According the NYT, it was Rubin who pushed the bank to take on more risk by leveraging up to buy the toxic waste known as CDOs. As with the other financial institutions that have already failed, there was no meaningful risk management and an unbelievable lack of understanding about the risks assumed by what used to be one of the largest financial institutions in the world. After reading this article, you will understand why no one has any confidence left. Two of the individuals who brought Citi down, according to this article, made 20 and 30 million a year. Its chief executive did not even know the amount of the mortgage related assets owned by the bank, 43 billion, until he was told at a meeting in September 2007. What were these people really worth, including Rubin? Why did the CEO first learn about a 43 billion money pit when it was too late to do anything other than twist in the wind? How does someone who does not understand financial instruments like a CDO become head of one of the largest banks in the world? In each case of a financial firms meltdown, the number of people responsible could be counted with the fingers of one hand.

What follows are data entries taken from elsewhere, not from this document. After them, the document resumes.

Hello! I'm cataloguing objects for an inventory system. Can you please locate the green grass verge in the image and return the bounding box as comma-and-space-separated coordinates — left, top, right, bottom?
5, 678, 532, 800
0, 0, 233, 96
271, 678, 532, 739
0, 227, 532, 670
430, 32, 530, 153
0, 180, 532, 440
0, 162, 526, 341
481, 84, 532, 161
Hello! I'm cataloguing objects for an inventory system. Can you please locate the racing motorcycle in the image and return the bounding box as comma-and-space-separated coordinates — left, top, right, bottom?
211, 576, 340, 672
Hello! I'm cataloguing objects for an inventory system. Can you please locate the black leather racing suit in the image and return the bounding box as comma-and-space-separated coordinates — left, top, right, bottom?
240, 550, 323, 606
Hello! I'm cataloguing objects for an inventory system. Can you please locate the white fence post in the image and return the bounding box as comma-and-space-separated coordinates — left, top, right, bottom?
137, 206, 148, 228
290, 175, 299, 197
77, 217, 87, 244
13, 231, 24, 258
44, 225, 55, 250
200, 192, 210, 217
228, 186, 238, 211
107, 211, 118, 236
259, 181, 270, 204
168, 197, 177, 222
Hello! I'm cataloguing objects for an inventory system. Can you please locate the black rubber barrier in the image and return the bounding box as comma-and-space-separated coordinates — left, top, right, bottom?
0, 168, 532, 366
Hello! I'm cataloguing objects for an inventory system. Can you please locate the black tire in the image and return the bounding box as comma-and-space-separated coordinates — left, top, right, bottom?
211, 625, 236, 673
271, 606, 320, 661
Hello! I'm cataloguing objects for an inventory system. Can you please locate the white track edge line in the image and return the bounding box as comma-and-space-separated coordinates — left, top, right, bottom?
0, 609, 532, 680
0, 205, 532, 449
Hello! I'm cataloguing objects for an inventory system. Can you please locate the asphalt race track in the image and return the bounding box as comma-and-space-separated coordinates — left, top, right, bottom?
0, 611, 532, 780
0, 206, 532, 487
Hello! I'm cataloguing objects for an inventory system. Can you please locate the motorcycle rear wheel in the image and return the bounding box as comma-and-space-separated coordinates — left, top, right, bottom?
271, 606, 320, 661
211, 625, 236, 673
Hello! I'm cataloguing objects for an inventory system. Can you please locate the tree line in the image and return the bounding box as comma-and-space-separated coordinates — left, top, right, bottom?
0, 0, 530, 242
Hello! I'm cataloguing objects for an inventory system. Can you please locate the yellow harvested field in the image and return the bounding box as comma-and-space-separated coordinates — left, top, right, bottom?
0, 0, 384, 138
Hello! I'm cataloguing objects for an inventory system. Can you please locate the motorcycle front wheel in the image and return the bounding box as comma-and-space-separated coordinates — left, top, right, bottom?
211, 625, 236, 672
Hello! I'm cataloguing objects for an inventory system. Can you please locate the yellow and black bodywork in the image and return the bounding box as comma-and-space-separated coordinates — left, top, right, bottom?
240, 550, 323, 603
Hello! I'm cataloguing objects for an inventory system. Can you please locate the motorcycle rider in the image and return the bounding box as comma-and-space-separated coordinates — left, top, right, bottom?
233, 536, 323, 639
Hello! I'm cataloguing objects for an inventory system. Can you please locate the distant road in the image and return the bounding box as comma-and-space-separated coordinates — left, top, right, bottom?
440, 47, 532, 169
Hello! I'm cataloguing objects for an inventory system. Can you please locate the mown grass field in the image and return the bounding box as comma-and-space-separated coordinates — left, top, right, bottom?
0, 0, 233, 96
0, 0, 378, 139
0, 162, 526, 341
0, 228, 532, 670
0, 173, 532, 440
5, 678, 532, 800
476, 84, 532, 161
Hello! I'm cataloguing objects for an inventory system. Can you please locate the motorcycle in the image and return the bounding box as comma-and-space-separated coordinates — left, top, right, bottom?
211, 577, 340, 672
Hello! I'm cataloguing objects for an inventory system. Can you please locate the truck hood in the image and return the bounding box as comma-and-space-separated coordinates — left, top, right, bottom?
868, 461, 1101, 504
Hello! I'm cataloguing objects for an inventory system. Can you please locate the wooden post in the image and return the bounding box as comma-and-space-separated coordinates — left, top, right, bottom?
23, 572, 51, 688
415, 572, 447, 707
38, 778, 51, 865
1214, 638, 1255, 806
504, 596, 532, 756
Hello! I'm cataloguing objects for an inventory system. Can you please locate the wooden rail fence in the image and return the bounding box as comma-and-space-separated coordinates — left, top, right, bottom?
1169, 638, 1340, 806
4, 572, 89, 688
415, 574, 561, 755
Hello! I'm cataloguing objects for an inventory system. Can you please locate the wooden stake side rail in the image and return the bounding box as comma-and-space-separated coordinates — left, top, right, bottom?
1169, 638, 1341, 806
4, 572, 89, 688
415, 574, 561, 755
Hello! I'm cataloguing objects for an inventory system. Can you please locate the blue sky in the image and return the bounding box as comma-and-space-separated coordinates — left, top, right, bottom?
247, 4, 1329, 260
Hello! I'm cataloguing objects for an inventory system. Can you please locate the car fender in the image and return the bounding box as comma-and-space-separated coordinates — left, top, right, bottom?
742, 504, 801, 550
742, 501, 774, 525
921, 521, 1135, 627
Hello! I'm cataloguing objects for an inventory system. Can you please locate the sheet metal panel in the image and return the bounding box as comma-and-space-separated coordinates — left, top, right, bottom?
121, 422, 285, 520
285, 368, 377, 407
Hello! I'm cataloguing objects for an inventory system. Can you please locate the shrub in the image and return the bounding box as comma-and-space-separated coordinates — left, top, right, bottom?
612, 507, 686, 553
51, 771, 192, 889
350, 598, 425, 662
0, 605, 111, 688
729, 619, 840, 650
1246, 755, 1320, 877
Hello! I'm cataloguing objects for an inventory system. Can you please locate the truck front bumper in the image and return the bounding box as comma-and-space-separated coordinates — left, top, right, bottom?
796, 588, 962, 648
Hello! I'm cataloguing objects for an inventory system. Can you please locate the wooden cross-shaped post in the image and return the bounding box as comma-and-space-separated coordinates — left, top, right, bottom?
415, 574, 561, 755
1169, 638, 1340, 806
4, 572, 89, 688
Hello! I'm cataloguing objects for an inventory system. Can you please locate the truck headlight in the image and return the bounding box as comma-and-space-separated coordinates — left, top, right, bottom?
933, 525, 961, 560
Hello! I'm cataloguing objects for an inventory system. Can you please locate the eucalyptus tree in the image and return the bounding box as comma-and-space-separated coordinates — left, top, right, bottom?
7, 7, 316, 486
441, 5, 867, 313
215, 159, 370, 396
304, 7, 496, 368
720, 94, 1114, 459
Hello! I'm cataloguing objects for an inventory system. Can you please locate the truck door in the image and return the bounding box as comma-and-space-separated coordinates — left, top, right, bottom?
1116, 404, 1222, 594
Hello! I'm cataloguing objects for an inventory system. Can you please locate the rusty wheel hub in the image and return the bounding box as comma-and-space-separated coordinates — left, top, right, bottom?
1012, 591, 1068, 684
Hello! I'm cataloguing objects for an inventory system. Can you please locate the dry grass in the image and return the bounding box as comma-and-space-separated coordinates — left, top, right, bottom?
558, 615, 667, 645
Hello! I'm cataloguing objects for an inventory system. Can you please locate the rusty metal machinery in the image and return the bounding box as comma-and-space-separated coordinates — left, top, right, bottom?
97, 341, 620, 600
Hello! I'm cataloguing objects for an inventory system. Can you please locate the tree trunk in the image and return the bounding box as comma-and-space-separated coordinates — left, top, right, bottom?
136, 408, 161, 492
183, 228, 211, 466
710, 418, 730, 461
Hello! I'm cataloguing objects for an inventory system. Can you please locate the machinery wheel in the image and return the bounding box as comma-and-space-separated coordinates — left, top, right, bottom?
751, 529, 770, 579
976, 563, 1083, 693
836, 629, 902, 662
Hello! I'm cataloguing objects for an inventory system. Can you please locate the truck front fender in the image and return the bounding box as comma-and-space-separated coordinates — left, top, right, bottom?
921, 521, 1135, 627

 In every case, these individuals were richly compensated for their incompetence, greed, arrogance and overall lack of knowledge, receiving tens of millions and even hundreds of millions of dollars. Part of their job appeared to be to undermine risk controls. Their penalty has not, and will probably never be, to return one cent of their ill-gotten gains, or to spend time in jail, but simply to find another job to ply their wares. How many people know the name of Thomas Maheras or Randolph Barker of Citigroup? Maybe if you rode the shares down from 55 to 3 you need to read about them in this NYT's article. The article also highlights that Prince, the former CEO, did not have a clue. If you ask me, the issue is not whether Maheras, Barker, Prince and Rubin were overpaid? The answer to that questions is of course they were. The real issue is to assign a value to them below what they were actually paid. I would say, and this is open to debate, that this fearsome foursome had a negative value of about 40 billion as sort of a bare minimum figure.

When you read all of the articles the NYT has written under the subject "The Reckoning" The New York Timesit is impossible to have any confidence, not even a smidgen, in any of the senior managers of our major financial institutions.  It is just really embarrassing that they are American.  

The WSJ and the NYT are both reporting tonight that the U.S. is engaged in yet another salvage deal, trying to save Citigroup before its failure causes a worldwide meltdown. The plan appears to be to create a bad bank out of this bad bank to hold the bad assets, like 50 billion of the trash and have the U.S. assume losses above a certain Citigroup My first suggestion is to first take it out of the hide of the Citi employees who were paid tens of millions each year to create this latest fiasco. I would hope Rubin would be fired along with any senior manager that came close to being responsible for this mess. The NYT article points out the culpability of the Board of Directors who should likewise be removed. Will any of that happen, probably not. Only those who did not receive anything will be punished. The people that caused the near collapse will keep their compensation for destroying the bank, the Board who authorized the leverage and risk taking will still be in charge, Rubin who facilitated the problems will remain, and the taxpayers will pick up the bill.